Platis Yialos is the best first stop: Although the beach is unexceptional and likely to be extremely crowded, from here you can catch a caique to the more distant beaches of Paradise, Super Paradise, Agrari, and Elia. The bus runs every 15 minutes from 8am to 8pm, then every 30 minutes until midnight. Nearby Psarou is less overwhelmed by resort hotels and has a lovely pale-sand beach that remains reasonably uncrowded except in high season. Its water-sports facilities include the Diving Center Psarou, waterskiing, and windsurfing. Paranga, further east, can be reached easily on foot via an inland path from Platis Yialos; this small cove is popular with nudists, and usually isn't too crowded.
Paradise, the island's most famous beach, is accessible by footpath from Platis Yialos (about 2km/1.2 miles), by bus, or by caique. This was the original nude beach of the island, and still attracts many nudists. A stand of small trees provides some shade, and it's well protected from the predominant north winds. Several bars line the waterfront and pump out loud music throughout the day and night.

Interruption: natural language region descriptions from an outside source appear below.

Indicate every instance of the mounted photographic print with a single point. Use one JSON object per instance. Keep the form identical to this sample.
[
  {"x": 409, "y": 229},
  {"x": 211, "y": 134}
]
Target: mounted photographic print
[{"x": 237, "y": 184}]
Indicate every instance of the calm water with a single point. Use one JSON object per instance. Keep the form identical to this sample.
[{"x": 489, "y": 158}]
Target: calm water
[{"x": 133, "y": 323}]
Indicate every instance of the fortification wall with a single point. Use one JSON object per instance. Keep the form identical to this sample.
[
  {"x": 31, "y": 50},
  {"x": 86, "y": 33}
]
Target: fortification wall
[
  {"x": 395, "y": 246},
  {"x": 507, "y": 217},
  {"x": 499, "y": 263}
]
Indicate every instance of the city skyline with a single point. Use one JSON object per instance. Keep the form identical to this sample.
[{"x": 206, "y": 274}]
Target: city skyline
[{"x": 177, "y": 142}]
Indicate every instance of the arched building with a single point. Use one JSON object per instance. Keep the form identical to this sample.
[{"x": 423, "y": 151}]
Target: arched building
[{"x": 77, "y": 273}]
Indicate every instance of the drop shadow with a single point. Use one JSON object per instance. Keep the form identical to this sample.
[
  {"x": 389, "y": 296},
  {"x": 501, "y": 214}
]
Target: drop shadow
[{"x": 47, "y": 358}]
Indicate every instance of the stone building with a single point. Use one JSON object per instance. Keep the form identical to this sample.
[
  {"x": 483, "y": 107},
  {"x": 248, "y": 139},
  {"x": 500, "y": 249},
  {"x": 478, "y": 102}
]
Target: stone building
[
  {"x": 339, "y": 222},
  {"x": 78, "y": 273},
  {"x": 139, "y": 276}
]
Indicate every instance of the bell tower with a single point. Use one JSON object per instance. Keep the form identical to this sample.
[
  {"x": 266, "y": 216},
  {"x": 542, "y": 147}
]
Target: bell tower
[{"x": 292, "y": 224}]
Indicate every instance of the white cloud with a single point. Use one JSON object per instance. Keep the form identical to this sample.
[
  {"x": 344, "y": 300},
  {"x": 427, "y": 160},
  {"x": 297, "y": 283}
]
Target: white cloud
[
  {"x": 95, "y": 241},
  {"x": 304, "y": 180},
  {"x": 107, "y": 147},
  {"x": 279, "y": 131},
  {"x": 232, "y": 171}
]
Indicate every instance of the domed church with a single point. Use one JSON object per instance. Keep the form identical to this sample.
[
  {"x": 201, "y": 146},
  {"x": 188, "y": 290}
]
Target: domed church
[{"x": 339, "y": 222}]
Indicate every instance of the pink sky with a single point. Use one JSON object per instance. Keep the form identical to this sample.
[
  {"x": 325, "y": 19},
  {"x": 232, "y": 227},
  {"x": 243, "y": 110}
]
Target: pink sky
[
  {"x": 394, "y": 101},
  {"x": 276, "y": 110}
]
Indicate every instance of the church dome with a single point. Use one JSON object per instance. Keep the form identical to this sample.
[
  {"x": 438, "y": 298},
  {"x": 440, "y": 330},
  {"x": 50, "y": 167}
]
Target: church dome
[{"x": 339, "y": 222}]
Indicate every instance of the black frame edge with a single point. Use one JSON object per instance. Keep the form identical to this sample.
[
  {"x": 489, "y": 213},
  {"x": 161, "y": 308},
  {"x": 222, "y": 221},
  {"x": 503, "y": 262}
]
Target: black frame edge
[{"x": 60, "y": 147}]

Elia, a 45-minute caique ride from Platis Yialos and the last regular stop, is a sand-and-pebble beach with crowds nearly as overwhelming as at Paradise and minimal shade. Nevertheless, this is a beautiful beach, and one of the longest on the island of Mikonos. It's also accessible by bus. The next major beach is Kalo Livadi ("Good Pasture"). In a farming valley, this long, beautiful beach is accessible by a scramble over the peninsula east from Elia and by bus from the north station. There's a taverna and a few villas and hotels on the hills adjacent to the beach.

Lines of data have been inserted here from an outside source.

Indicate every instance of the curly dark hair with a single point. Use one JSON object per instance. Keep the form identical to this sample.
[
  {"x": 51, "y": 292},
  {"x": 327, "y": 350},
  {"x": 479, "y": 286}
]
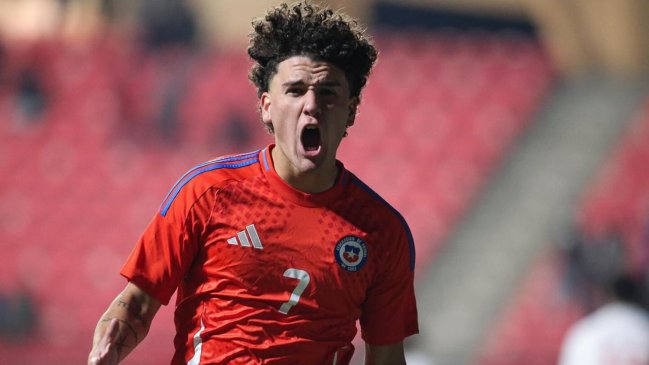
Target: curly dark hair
[{"x": 313, "y": 31}]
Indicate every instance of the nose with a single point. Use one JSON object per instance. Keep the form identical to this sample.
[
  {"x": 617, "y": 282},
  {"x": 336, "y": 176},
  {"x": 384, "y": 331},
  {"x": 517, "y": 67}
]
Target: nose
[{"x": 311, "y": 104}]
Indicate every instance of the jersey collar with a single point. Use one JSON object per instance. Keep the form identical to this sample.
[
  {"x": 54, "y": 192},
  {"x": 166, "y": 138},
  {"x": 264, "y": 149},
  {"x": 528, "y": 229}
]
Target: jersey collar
[{"x": 296, "y": 196}]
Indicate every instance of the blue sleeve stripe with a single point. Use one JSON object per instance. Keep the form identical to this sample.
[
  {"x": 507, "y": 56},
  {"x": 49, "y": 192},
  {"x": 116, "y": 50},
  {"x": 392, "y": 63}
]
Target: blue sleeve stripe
[
  {"x": 263, "y": 153},
  {"x": 214, "y": 165},
  {"x": 411, "y": 241},
  {"x": 218, "y": 160}
]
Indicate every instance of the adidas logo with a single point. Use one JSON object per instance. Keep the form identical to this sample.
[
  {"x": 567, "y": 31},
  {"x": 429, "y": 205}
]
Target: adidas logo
[{"x": 242, "y": 238}]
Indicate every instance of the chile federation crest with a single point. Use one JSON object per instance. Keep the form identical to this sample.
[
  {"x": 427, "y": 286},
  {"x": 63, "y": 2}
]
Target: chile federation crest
[{"x": 351, "y": 253}]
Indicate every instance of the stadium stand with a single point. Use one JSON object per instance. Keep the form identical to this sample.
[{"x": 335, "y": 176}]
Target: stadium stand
[
  {"x": 615, "y": 205},
  {"x": 81, "y": 179}
]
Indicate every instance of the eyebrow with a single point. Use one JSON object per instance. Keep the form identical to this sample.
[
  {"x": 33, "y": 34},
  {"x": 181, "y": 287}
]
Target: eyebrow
[{"x": 327, "y": 83}]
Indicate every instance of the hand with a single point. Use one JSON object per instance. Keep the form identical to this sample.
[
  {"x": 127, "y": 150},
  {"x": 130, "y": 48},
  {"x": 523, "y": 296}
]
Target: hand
[{"x": 105, "y": 351}]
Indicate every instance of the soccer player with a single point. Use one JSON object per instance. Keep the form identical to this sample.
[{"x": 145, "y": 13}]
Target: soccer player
[{"x": 277, "y": 253}]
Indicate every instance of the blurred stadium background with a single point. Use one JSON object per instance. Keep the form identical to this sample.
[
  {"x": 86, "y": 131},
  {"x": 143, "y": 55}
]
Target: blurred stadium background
[{"x": 512, "y": 135}]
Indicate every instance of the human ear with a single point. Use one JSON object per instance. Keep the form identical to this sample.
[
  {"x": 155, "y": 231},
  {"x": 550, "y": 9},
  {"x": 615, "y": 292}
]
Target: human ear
[
  {"x": 265, "y": 108},
  {"x": 353, "y": 109}
]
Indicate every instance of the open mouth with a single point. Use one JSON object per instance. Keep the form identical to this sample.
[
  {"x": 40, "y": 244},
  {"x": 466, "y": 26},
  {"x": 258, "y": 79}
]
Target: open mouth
[{"x": 310, "y": 138}]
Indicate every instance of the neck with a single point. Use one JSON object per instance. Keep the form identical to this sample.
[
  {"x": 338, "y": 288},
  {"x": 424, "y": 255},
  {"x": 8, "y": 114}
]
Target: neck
[{"x": 316, "y": 181}]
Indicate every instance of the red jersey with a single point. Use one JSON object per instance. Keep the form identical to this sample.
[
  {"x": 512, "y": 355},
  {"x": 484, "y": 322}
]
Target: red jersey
[{"x": 267, "y": 274}]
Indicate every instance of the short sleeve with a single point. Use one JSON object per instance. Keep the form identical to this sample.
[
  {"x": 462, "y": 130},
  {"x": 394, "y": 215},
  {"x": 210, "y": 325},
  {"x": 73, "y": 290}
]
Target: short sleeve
[
  {"x": 166, "y": 249},
  {"x": 390, "y": 310}
]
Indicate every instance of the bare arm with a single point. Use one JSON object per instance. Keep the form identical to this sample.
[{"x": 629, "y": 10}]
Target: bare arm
[
  {"x": 124, "y": 325},
  {"x": 384, "y": 355}
]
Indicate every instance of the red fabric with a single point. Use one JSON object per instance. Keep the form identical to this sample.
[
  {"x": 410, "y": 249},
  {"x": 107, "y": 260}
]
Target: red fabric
[{"x": 236, "y": 291}]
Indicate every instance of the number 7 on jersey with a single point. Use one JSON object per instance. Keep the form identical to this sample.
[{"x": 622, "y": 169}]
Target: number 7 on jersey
[{"x": 304, "y": 278}]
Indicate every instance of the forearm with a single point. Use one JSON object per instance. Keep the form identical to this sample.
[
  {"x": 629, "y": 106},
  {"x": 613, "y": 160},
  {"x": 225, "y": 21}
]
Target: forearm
[{"x": 133, "y": 310}]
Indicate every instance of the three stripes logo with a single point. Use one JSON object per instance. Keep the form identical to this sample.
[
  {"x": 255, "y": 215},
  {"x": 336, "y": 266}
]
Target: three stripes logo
[{"x": 245, "y": 237}]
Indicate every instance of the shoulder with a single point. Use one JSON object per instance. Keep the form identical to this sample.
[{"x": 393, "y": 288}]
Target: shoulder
[
  {"x": 376, "y": 202},
  {"x": 212, "y": 174},
  {"x": 388, "y": 216}
]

The last resort area on the southern coast accessible by bus from the north station is at * Kalafatis. This fishing village was once the port of the ancient city of Mikonos, which dominated the little peninsula to the west. A line of trees separates the beach from the rows of buildings which have grown up along the road. This is one of the longest beaches on Mykonos, and less crowded than its neighbors to the west. Adjacent to Kalafatis in a tiny cove is lovely Ayia Anna, a short stretch of sand with a score of umbrellas. Several kilometers further east, accessible by a fairly good road from Kalafatis, is Lia, which has fine sand, clear water, bamboo wind breaks, and a small taverna.

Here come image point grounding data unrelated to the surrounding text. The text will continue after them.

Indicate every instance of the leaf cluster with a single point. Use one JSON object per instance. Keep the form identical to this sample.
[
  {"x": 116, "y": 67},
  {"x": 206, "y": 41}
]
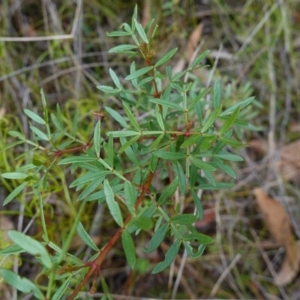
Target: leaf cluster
[{"x": 170, "y": 127}]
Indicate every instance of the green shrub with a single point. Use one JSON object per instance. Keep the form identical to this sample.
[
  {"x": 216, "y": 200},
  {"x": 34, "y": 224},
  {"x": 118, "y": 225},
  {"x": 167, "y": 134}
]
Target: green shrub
[{"x": 170, "y": 127}]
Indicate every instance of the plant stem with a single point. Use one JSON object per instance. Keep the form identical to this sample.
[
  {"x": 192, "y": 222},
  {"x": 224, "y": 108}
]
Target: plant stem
[{"x": 95, "y": 265}]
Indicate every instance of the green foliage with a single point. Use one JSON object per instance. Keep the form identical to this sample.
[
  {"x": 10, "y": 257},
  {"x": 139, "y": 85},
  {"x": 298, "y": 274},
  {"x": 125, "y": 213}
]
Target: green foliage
[{"x": 171, "y": 128}]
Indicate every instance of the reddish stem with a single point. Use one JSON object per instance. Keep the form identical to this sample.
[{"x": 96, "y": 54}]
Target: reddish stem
[{"x": 96, "y": 263}]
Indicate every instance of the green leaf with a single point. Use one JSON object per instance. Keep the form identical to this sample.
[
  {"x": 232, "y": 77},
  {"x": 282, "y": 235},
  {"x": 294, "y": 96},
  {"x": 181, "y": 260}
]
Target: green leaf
[
  {"x": 209, "y": 122},
  {"x": 156, "y": 143},
  {"x": 131, "y": 117},
  {"x": 229, "y": 122},
  {"x": 22, "y": 284},
  {"x": 141, "y": 31},
  {"x": 129, "y": 248},
  {"x": 231, "y": 142},
  {"x": 168, "y": 155},
  {"x": 112, "y": 204},
  {"x": 138, "y": 73},
  {"x": 169, "y": 257},
  {"x": 228, "y": 156},
  {"x": 34, "y": 116},
  {"x": 61, "y": 290},
  {"x": 159, "y": 118},
  {"x": 209, "y": 176},
  {"x": 31, "y": 246},
  {"x": 241, "y": 104},
  {"x": 199, "y": 97},
  {"x": 127, "y": 143},
  {"x": 86, "y": 237},
  {"x": 119, "y": 33},
  {"x": 91, "y": 187},
  {"x": 199, "y": 59},
  {"x": 39, "y": 133},
  {"x": 190, "y": 141},
  {"x": 143, "y": 223},
  {"x": 110, "y": 151},
  {"x": 227, "y": 169},
  {"x": 115, "y": 78},
  {"x": 43, "y": 98},
  {"x": 56, "y": 122},
  {"x": 123, "y": 133},
  {"x": 17, "y": 134},
  {"x": 202, "y": 164},
  {"x": 122, "y": 48},
  {"x": 190, "y": 251},
  {"x": 15, "y": 192},
  {"x": 89, "y": 176},
  {"x": 75, "y": 123},
  {"x": 217, "y": 96},
  {"x": 130, "y": 197},
  {"x": 97, "y": 138},
  {"x": 14, "y": 175},
  {"x": 166, "y": 103},
  {"x": 198, "y": 204},
  {"x": 116, "y": 116},
  {"x": 166, "y": 57},
  {"x": 181, "y": 177},
  {"x": 218, "y": 186},
  {"x": 198, "y": 237},
  {"x": 184, "y": 219},
  {"x": 168, "y": 192},
  {"x": 108, "y": 89},
  {"x": 157, "y": 238},
  {"x": 77, "y": 159},
  {"x": 12, "y": 249}
]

Most of the north coast beaches are too windy to be of interest to anyone other than windsurfers - the long fine - sand beach at Ftelia would be one of the best on the island if it didn't receive the unbroken force of the north wind. There are, however, two well-sheltered northern beaches, and because you can only reach them by car or moped, they're much less crowded than the southern beaches. Head east from Mykonos-Mikonos town on the road to Ano Mera, turning left after 1 1/2 kilometers (0.9 miles) on the road to Ayios Sostis and Panormos. At Panormos, you'll find a cove with 100 meters of fine sand backed by low dunes but not a Bed and Breakfast accomadations. Another 1.2 kilometers (0.75 miles) down the road is * Ayios Sostis, a lovely small beach just below a village. There isn't any parking, so it's best to leave your vehicle along the main road and walk 200 meters down through the village. There's an excellent small taverna just up from the beach that operates without electricity, so it's open only during daylight hours. Both Panormos and Ayios Sostis have few amenities--no beach umbrellas, bars, or snack shops - but they do offer a break from the crowds.